La sociedad de San Juan Chamula es más compleja que lo que cuento en esta escena. En el pueblo surgieron con fuerza iglesias evangélicas y pentecostales que se enfrentaron a los católicos, con el resultado de que muchos vecinos tuvieron que desplazarse a los suburbios de San Cristóbal. Son los que montan mercadillos y pequeños comercios a las afueras, en casas precarias, con fachadas llenas de consignas y lemas políticos y religiosos. Algunos de ellos están cercanos a la ideología zapatista, que no sé cómo puede tener algo que ver con la religión, y en ese batiburrillo de creencias precolombinas, religiones e intoxicación ideológica viven y tratan de convivir.

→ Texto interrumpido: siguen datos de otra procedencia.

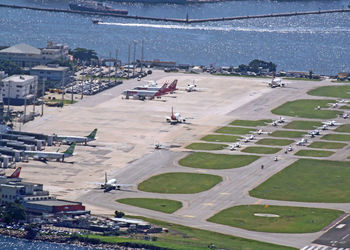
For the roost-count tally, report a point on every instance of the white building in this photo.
(19, 88)
(26, 56)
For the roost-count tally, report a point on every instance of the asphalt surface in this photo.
(236, 184)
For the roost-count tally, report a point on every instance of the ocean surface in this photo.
(21, 244)
(316, 42)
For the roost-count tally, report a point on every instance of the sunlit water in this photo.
(316, 42)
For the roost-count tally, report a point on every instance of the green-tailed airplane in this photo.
(77, 139)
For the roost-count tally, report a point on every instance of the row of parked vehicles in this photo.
(90, 87)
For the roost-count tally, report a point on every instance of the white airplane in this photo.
(281, 120)
(246, 139)
(191, 87)
(260, 132)
(276, 82)
(77, 139)
(112, 184)
(175, 118)
(151, 84)
(15, 174)
(234, 146)
(45, 156)
(302, 142)
(142, 94)
(331, 123)
(323, 127)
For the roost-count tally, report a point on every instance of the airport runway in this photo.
(125, 150)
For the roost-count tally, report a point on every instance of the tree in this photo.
(14, 212)
(83, 54)
(10, 68)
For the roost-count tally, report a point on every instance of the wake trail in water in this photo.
(228, 28)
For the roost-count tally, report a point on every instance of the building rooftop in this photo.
(19, 78)
(54, 202)
(21, 48)
(50, 68)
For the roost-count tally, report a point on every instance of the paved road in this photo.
(234, 188)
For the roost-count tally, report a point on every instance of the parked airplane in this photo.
(276, 82)
(15, 174)
(281, 120)
(234, 146)
(191, 87)
(330, 123)
(77, 139)
(260, 132)
(175, 118)
(164, 89)
(142, 94)
(45, 156)
(315, 132)
(302, 142)
(112, 184)
(323, 127)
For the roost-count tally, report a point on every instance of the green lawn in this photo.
(301, 79)
(274, 142)
(161, 205)
(221, 138)
(183, 238)
(216, 161)
(234, 130)
(314, 153)
(345, 128)
(206, 146)
(306, 109)
(179, 183)
(250, 123)
(336, 137)
(341, 91)
(261, 150)
(288, 134)
(308, 180)
(303, 125)
(290, 220)
(327, 145)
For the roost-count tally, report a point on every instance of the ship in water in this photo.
(92, 6)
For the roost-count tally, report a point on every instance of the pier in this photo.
(179, 20)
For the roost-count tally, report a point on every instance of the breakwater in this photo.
(179, 20)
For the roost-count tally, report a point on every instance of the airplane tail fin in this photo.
(173, 85)
(92, 134)
(16, 173)
(70, 150)
(163, 87)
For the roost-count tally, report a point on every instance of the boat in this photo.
(96, 21)
(157, 1)
(92, 6)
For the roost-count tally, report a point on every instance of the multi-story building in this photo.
(18, 89)
(26, 56)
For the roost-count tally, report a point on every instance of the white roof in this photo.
(18, 78)
(48, 68)
(21, 48)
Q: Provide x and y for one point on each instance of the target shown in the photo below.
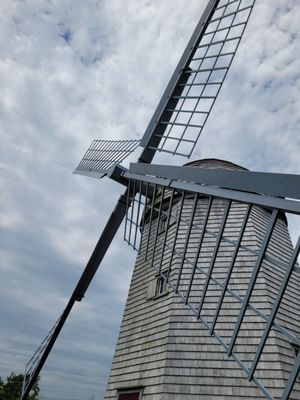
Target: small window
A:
(161, 286)
(130, 395)
(162, 224)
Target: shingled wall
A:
(167, 353)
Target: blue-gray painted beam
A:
(187, 239)
(174, 82)
(292, 379)
(230, 269)
(275, 308)
(273, 184)
(209, 204)
(290, 206)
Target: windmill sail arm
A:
(273, 184)
(37, 362)
(181, 115)
(175, 79)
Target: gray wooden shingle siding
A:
(163, 349)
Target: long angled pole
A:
(119, 212)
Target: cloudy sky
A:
(71, 72)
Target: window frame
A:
(138, 390)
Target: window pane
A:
(129, 396)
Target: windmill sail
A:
(102, 155)
(205, 254)
(192, 91)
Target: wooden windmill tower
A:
(213, 306)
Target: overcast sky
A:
(73, 71)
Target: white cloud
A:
(74, 71)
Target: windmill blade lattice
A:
(188, 100)
(104, 154)
(198, 239)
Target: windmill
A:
(155, 200)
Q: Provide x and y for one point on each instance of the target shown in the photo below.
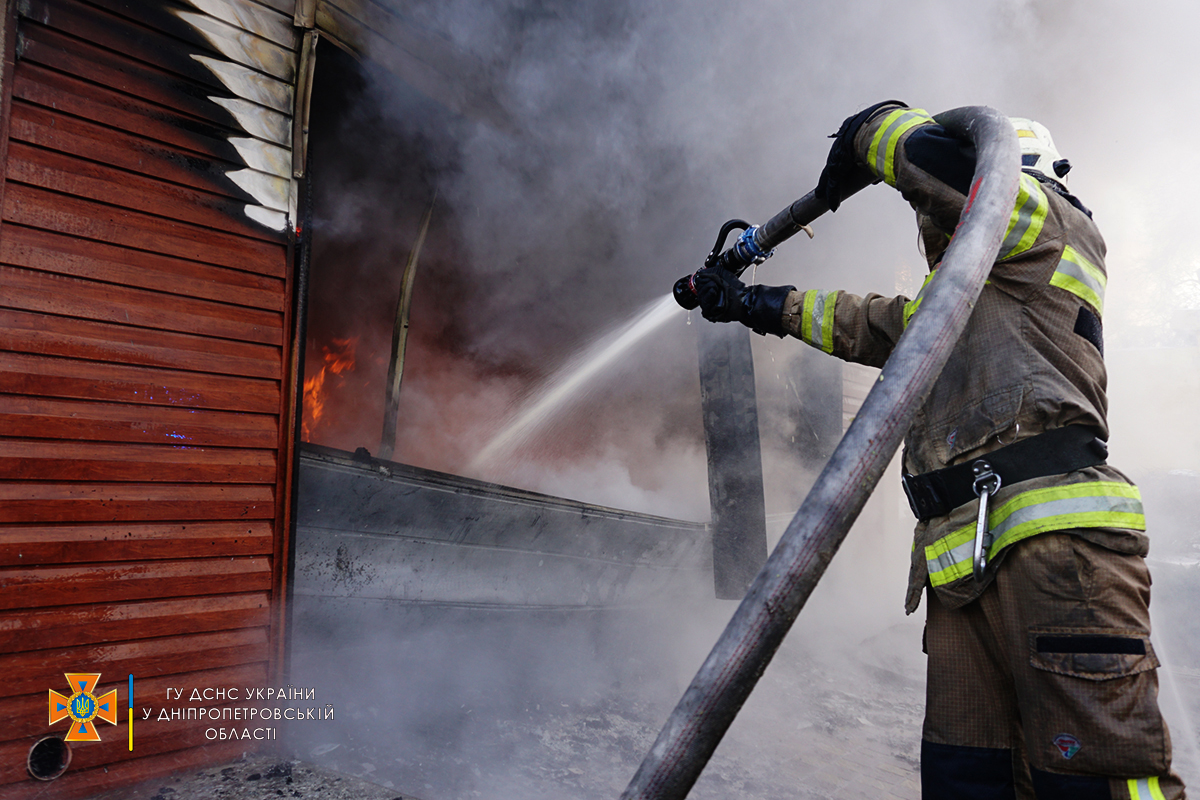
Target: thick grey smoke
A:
(635, 130)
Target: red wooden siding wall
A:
(145, 417)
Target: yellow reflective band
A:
(1080, 277)
(1145, 788)
(911, 307)
(816, 318)
(1029, 217)
(1093, 504)
(810, 299)
(881, 155)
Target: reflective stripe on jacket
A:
(1030, 360)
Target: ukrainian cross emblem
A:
(83, 707)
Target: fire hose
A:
(778, 594)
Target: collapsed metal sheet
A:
(373, 530)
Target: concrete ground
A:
(257, 777)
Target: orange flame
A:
(339, 358)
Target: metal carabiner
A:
(985, 485)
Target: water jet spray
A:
(749, 642)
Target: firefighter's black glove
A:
(843, 162)
(720, 295)
(725, 299)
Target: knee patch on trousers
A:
(952, 773)
(1054, 786)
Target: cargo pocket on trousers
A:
(1091, 653)
(1090, 705)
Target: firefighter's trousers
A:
(1045, 686)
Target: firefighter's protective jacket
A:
(1030, 360)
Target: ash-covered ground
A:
(587, 698)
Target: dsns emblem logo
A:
(83, 707)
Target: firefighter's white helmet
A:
(1038, 151)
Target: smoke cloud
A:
(636, 128)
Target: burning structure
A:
(155, 252)
(163, 174)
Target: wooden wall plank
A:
(85, 783)
(48, 252)
(70, 296)
(105, 29)
(77, 217)
(82, 59)
(144, 659)
(49, 503)
(48, 89)
(70, 378)
(47, 459)
(49, 419)
(65, 585)
(105, 621)
(29, 332)
(65, 133)
(198, 31)
(45, 545)
(94, 181)
(261, 107)
(27, 714)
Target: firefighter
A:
(1041, 678)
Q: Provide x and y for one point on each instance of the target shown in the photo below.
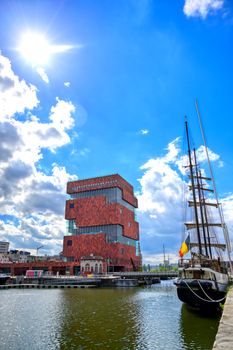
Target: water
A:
(118, 319)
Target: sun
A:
(35, 48)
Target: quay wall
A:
(224, 337)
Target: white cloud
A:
(144, 131)
(15, 95)
(32, 201)
(161, 202)
(202, 8)
(42, 74)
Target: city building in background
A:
(4, 247)
(101, 223)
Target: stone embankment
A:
(224, 337)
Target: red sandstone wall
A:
(104, 182)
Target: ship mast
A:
(193, 189)
(201, 199)
(224, 227)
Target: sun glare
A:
(35, 48)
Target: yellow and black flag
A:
(184, 247)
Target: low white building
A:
(91, 264)
(4, 247)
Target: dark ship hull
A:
(201, 294)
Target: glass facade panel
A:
(114, 233)
(113, 195)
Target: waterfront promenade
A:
(224, 337)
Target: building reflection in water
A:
(99, 319)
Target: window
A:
(69, 243)
(96, 268)
(87, 267)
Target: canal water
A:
(118, 319)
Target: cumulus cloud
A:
(42, 74)
(32, 201)
(202, 8)
(144, 132)
(15, 95)
(161, 202)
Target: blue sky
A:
(111, 98)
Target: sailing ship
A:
(203, 278)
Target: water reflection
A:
(99, 319)
(197, 330)
(118, 319)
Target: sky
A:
(96, 87)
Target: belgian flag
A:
(184, 247)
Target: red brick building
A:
(100, 216)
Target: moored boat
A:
(204, 277)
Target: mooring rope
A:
(198, 296)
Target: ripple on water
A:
(138, 318)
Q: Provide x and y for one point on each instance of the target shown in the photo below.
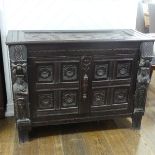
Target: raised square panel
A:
(69, 98)
(120, 95)
(69, 72)
(123, 69)
(46, 100)
(45, 73)
(99, 97)
(101, 71)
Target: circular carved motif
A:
(121, 96)
(70, 72)
(123, 71)
(68, 99)
(45, 73)
(101, 71)
(99, 97)
(45, 101)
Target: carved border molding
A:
(18, 62)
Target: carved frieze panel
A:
(99, 97)
(18, 53)
(120, 95)
(123, 69)
(45, 73)
(86, 63)
(69, 72)
(46, 100)
(69, 98)
(101, 71)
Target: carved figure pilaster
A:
(143, 79)
(18, 62)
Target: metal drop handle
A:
(85, 86)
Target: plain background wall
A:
(62, 14)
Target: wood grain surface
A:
(110, 137)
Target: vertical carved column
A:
(18, 62)
(86, 62)
(143, 79)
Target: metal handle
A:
(85, 86)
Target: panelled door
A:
(55, 87)
(112, 86)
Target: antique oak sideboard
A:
(78, 76)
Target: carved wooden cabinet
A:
(77, 76)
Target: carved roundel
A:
(46, 101)
(101, 71)
(45, 73)
(121, 95)
(123, 69)
(69, 98)
(69, 72)
(99, 97)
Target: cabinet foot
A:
(136, 121)
(23, 135)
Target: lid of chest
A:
(44, 36)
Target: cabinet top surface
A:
(44, 36)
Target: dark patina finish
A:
(77, 76)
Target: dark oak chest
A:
(73, 76)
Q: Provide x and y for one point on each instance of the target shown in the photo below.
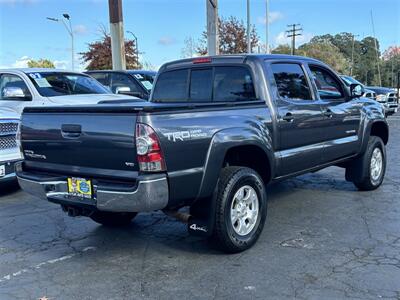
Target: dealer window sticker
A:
(42, 82)
(35, 75)
(147, 84)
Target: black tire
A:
(359, 172)
(231, 180)
(112, 219)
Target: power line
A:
(292, 33)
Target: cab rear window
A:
(205, 84)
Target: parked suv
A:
(136, 83)
(9, 151)
(215, 132)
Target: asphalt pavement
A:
(323, 239)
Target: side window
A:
(291, 81)
(103, 78)
(328, 86)
(10, 82)
(201, 85)
(233, 84)
(171, 86)
(123, 81)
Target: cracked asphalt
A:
(322, 240)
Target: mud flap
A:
(202, 218)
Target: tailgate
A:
(83, 144)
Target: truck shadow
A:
(162, 231)
(8, 188)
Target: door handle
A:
(71, 130)
(328, 113)
(288, 117)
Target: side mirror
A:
(356, 90)
(122, 90)
(14, 92)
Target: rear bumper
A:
(9, 171)
(149, 194)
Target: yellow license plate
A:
(80, 187)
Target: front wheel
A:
(368, 171)
(112, 219)
(241, 209)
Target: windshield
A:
(349, 80)
(146, 79)
(380, 91)
(52, 84)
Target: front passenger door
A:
(299, 118)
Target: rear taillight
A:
(148, 149)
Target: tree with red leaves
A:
(98, 57)
(232, 37)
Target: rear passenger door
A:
(299, 118)
(341, 115)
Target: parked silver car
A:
(350, 80)
(387, 97)
(37, 87)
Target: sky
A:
(161, 26)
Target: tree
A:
(391, 52)
(189, 50)
(390, 66)
(98, 57)
(327, 53)
(41, 63)
(282, 49)
(232, 37)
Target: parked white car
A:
(47, 87)
(9, 152)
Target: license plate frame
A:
(80, 187)
(2, 171)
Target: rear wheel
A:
(241, 209)
(112, 219)
(368, 171)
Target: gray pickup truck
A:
(216, 131)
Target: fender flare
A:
(220, 144)
(367, 132)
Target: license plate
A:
(80, 187)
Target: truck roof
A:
(232, 58)
(41, 70)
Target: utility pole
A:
(212, 27)
(267, 26)
(117, 34)
(248, 28)
(70, 32)
(376, 49)
(352, 54)
(292, 33)
(136, 45)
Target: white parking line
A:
(42, 264)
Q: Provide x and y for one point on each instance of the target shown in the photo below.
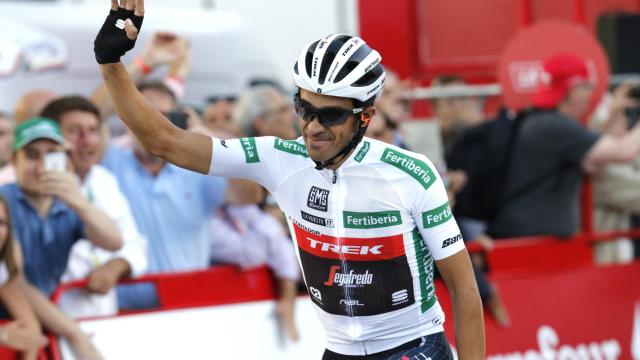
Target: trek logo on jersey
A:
(414, 167)
(350, 279)
(371, 220)
(437, 216)
(318, 199)
(451, 240)
(399, 297)
(345, 248)
(250, 150)
(290, 146)
(316, 219)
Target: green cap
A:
(34, 129)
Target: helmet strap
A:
(355, 140)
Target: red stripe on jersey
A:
(379, 248)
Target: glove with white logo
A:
(117, 35)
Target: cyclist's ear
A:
(367, 115)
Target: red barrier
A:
(586, 313)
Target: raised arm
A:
(186, 149)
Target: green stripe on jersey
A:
(412, 166)
(363, 151)
(290, 146)
(250, 150)
(425, 272)
(437, 216)
(370, 220)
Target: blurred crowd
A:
(82, 199)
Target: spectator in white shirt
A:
(81, 127)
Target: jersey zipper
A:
(354, 324)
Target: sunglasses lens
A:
(332, 116)
(326, 116)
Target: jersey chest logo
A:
(318, 199)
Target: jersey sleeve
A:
(251, 158)
(433, 217)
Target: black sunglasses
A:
(326, 116)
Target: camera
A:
(55, 161)
(632, 113)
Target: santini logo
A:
(316, 219)
(451, 240)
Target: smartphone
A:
(55, 161)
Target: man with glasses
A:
(369, 220)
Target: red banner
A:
(587, 313)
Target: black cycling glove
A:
(112, 41)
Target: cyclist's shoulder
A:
(397, 164)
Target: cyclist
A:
(369, 220)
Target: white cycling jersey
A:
(366, 234)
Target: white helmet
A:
(340, 65)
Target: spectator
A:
(455, 114)
(393, 106)
(248, 237)
(27, 305)
(552, 152)
(263, 110)
(31, 104)
(617, 188)
(218, 114)
(23, 333)
(7, 172)
(172, 206)
(49, 212)
(6, 139)
(81, 126)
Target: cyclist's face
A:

Pero no es algo particular de este pueblo chiapoteco. La proliferación de sectas y variantes en toda América Latina tiene ya proporciones de epidemia. Por si no tuvieran bastante en estas regiones pobres y calientes con el hostigamiento moral de la Iglesia católica, estas nuevas variantes hacen que los mensajes religiosos estén presentes en todo lo que se ve y oye: carteles y señales en las carreteras, letreros en los taxis y autobuses, costumbres públicas, cualquier conversación formal o informal. De ahí va a ser muy difícil salir.
Cuando me bajo en el mercado de San Cristóbal, veo por las calles hombres y mujeres con las pellizas de oveja, que vienen a vender o comprar cosas, y suman sus colores al abigarramiento de los mercadillos de la ciudad. Y en el fondo, todo esto también forma parte del espectáculo.